- Born: March 18, 1959 Chatham, New Brunswick, Canada
- Died: December 26, 2024 (aged 65) Memramcook, New Brunswick, Canada
- Years active: 1980–2024
- Political party: New Democratic

= Daniel Légère =

Canadian trade unionist (1959–2024)

Daniel Légère (March 18, 1959 – December 26, 2024) was a Canadian labour leader from New Brunswick.

== Life and career ==
Daniel Légère was born in Chatham on March 18, 1959, to Alyre and Thérèse Légère he graduated from James M. Hill Memorial High School and briefly served in the Canadian Armed Forces before returning to Chatham. In 1980, he began working as a correctional officer, where he first became a union steward. He was largely involved with the Canadian Union of Public Employees (CUPE) where he held several positions throughout over four decades, including serving as the president of New Brunswick's branch of CUPE from 2005 to 2019. From then, he served as president of the New Brunswick Federation of Labour until his death.

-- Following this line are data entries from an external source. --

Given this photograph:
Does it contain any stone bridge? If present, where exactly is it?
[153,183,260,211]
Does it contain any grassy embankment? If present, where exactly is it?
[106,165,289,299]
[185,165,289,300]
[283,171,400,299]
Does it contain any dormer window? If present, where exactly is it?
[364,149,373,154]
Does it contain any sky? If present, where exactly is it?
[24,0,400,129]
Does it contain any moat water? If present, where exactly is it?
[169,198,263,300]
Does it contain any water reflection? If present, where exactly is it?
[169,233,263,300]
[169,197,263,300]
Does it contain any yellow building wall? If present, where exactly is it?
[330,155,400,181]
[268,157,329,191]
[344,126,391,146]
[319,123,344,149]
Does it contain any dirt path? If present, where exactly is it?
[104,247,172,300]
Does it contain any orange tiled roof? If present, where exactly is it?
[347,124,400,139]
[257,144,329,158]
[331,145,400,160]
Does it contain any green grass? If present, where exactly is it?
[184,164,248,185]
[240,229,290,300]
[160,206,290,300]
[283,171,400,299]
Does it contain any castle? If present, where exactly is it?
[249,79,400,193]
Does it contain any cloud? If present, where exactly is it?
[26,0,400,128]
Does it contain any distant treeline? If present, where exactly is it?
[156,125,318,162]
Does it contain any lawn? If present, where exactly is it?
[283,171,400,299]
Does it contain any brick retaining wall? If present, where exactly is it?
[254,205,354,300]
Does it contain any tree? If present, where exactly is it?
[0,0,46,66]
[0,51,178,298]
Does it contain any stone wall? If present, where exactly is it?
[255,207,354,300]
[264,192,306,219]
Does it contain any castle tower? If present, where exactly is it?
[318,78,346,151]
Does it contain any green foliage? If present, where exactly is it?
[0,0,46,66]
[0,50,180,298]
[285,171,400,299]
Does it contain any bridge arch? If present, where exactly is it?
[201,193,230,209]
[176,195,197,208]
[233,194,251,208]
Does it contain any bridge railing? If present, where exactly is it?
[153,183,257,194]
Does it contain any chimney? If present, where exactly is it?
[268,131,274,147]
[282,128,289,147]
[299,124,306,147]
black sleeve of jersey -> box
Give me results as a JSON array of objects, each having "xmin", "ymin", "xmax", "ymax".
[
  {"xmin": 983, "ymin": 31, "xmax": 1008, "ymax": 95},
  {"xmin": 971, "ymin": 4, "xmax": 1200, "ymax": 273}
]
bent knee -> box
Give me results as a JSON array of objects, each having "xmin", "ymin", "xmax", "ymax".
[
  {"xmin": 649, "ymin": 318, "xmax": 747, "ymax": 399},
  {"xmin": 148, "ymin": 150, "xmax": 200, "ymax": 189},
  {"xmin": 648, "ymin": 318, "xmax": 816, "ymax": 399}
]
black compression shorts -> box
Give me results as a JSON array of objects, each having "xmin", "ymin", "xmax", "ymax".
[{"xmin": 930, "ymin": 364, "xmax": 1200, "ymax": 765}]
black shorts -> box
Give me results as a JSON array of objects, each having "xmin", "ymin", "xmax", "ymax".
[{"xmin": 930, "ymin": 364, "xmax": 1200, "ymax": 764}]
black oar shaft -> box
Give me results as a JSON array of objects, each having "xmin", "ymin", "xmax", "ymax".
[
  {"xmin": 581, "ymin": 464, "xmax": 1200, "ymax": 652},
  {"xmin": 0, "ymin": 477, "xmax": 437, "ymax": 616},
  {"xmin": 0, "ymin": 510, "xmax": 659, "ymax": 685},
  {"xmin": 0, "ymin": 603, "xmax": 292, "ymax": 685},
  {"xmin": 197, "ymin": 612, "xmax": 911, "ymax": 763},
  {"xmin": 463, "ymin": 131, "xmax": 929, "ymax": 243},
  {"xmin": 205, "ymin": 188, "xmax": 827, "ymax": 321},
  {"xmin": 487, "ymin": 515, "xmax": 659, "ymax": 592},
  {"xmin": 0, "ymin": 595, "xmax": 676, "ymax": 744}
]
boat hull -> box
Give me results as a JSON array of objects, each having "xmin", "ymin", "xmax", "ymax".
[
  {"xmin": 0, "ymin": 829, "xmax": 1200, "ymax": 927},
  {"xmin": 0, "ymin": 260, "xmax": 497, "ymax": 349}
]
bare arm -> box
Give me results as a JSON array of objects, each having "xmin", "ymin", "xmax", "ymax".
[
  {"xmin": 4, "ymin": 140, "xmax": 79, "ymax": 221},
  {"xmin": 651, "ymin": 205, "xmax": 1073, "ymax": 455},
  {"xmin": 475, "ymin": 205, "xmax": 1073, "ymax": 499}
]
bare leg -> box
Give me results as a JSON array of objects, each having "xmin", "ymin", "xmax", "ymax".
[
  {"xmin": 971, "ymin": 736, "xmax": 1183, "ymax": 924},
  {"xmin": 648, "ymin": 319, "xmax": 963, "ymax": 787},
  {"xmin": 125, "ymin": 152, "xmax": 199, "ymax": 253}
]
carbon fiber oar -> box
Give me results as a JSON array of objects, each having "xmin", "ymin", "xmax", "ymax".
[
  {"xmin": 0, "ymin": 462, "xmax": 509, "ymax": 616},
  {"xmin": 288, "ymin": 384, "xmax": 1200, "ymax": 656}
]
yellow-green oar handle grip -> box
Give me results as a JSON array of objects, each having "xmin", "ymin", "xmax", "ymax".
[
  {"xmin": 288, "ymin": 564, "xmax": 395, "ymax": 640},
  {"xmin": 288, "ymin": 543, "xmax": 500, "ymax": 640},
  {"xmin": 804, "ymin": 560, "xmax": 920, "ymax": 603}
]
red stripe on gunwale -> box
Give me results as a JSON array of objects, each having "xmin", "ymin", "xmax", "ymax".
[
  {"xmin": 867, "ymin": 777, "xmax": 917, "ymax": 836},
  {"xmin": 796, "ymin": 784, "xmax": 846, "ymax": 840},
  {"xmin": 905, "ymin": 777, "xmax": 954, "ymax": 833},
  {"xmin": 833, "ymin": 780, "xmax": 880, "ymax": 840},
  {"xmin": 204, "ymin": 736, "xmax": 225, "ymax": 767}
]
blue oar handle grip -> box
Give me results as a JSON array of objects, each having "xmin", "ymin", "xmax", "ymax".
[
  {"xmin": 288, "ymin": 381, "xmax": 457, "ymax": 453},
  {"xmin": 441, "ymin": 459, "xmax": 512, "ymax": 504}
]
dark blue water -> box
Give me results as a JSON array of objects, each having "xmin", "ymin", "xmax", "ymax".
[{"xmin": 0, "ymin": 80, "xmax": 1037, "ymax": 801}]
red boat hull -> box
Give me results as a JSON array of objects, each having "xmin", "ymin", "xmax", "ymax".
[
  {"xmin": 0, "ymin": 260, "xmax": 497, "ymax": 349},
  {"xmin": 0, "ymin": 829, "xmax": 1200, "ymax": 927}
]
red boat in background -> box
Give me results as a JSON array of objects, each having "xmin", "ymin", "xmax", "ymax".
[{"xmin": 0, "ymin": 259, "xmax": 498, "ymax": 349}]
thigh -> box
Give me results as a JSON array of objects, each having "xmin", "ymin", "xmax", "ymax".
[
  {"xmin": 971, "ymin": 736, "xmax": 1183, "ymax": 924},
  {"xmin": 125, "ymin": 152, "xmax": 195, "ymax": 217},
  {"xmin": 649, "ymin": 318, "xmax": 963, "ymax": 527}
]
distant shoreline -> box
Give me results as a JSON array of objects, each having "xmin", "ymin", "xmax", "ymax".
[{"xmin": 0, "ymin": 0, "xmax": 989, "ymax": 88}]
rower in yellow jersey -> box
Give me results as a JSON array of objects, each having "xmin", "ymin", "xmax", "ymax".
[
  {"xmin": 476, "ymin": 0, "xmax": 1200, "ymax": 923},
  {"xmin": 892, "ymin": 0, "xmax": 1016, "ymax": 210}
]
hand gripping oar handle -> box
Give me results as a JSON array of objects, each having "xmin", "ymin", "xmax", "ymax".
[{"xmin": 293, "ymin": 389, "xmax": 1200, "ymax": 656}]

Légère was a longtime member of the New Democratic Party both provincially and federally. In 2017, L'Acadie Nouvelle placed Légère at 19th in their annual list of New Brunswick's top 30 influential Francophones. In August 2024, he received the Owen MacLennan Unionist of the Year Award.

On December 17, 2024, Légère told Brunswick News that he had been found to have inoperable liver cancer as a result of a biopsy and was on extended sick leave. He died in Memramcook on December 26, 2024, at the age of 65. Several political figures such as David Coon, Susan Holt and Jagmeet Singh wrote tributes in response to his death.